BRUNO LE MAIRE ÉCRIT SUR CELIA CRUZ (1)
Bruno Le Maire, ministre de l’Économie et des Finances, aujourd’hui voué aux gémonies, est déjà un personnage de roman : il apparaît sous le nom de « Bruno Juge » dans le dernier ouvrage de Michel Houellebecq, « Anéantir ». C’est un homme plutôt complexe, en instance de divorce, solitaire, assez touchant, dormant dans les locaux de son ministère à Bercy. Le Maire est, on le sait, ami de Houellebecq. Sûrement parce qu’il est aussi écrivain.
Franchement, je n’aurais jamais lu un de ses livres s’il n’avait eu pour décor et sujet La Havane. Pas celle d’aujourd’hui, non. Celle de 1949, du temps de la présidence démocratique de Carlos Prío Socarrás, renversé en 1952 par Fulgencio Batista. L’auteur commet quelques erreurs, celle de considérer Prío comme un « dictateur », plus tard « en exil », qui ne fut pas assassiné à Miami, mais se suicida (en 1977, apparemment en rapport avec des révélations explosives qu’il comptait faire publiquement à propos de l’assassinat de Kennedy, le 22 novembre 1963).
Il y a un certain nombre d’anachronismes délibérés, qui passent pourtant comme des lettres à la poste, car ils sont intelligents. Il s’agit d’une histoire musicale : deux frères, Franz et Oskar, tous deux d’origine juive, ayant fui l’Allemagne nazie et habitant à New York, décident d’aller faire une virée dans la capitale cubaine pour assister à un concert du grand pianiste Vladimir Horowitz, né près de Kiev (Le Maire insiste là-dessus, dans une allusion -qui est aussi une prise de position- limpide à la guerre de Poutine), qui se définit comme ukrainien et non comme russe.
Tout cela se déroule bien avant l’avènement du castrisme, ce qui démontre la vitalité de la culture cubaine d’autrefois.

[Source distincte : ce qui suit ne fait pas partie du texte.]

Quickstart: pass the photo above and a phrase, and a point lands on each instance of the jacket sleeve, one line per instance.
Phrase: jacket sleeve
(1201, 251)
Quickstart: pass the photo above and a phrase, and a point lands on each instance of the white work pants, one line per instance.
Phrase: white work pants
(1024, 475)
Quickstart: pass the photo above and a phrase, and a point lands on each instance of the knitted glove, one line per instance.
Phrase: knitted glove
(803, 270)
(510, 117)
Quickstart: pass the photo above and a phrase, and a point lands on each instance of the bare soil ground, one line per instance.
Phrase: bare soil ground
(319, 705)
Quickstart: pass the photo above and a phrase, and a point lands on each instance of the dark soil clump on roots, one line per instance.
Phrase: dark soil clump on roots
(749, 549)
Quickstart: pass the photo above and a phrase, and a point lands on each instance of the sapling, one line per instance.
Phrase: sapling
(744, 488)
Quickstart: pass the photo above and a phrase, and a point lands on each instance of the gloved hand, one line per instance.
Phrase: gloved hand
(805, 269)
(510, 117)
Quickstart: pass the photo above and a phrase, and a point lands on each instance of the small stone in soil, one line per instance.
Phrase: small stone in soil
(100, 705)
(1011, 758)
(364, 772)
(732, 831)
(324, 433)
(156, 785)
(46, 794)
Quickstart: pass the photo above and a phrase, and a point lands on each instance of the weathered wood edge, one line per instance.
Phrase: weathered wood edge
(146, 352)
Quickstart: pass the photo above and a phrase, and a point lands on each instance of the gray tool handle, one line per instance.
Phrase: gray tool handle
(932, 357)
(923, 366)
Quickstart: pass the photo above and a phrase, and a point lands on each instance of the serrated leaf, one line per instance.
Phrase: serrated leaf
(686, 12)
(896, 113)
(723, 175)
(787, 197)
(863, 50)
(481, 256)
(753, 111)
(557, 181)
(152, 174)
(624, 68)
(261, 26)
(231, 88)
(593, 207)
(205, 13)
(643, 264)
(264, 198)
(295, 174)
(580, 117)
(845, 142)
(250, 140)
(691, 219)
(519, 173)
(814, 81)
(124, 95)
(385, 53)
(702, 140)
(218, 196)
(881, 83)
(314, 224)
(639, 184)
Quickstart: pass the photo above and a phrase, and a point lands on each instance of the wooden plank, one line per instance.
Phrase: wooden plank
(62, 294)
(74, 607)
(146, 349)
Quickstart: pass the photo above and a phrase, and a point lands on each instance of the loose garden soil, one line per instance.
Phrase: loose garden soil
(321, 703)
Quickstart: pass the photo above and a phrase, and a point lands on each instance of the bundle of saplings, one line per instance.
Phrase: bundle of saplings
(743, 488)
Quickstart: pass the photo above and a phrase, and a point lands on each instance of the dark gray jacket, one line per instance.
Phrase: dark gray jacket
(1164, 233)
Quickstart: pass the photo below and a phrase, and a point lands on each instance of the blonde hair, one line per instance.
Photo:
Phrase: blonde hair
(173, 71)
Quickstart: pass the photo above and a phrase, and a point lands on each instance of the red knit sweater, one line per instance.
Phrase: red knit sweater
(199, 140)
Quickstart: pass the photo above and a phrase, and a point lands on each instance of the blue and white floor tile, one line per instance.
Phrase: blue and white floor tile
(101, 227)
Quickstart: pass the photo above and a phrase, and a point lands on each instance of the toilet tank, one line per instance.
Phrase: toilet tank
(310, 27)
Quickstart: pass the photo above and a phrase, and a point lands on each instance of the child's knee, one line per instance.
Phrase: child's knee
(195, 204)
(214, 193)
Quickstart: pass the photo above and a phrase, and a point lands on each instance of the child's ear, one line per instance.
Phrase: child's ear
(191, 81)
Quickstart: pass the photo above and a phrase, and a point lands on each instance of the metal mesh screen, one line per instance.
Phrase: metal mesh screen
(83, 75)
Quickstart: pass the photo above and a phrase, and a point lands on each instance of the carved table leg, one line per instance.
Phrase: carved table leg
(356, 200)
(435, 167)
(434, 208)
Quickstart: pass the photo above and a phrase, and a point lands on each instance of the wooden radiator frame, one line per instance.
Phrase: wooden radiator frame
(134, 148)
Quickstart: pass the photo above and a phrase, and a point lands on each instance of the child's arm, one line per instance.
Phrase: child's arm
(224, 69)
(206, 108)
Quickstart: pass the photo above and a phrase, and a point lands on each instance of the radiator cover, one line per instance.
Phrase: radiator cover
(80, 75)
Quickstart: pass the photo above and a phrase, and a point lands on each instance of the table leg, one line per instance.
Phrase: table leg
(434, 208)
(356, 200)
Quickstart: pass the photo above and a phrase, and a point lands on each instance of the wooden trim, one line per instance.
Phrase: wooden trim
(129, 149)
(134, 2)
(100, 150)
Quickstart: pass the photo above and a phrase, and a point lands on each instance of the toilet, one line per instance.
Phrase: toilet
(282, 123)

Pas de celle d’aujourd’hui. L’écrivain balaye le Líder Máximo en quelques lignes : « L’enthousiasme est retombé : la nostalgie le remplace dans les cœurs des dépositaires (une poignée de fous) de la sainte relique du communisme cubain. »
Par contre, ce qu’il raconte avec amour, c’est la musique cubaine, celle de Benny Moré avec ce merveilleux bolero, Cómo fue, et celle de notre grande « Úrsula Hilaria Celia Caridad de la Santísima Trinidad Cruz Alfonso » : Celia Cruz. Il décrit un de ses concerts dans un cabaret, comme j’en ai tant vus, chantant, entre autres, deux morceaux de ses dernières années, de peu avant 2003, et non pas de 1949 (mais qu’importe !: qui ne les connaît ?), La vida es un carnaval et La negra tiene tumba’o. Ce chapitre est extrêmement suggestif, d’autant qu’il donne lieu à une des quelques scènes érotiques pour lesquelles Bruno Le Maire a été violemment critiqué par de grands moralistes, toutes tendances politiques confondues. Pourtant, à côté de ce que moi-même j’écris, elles sont plutôt gentillettes.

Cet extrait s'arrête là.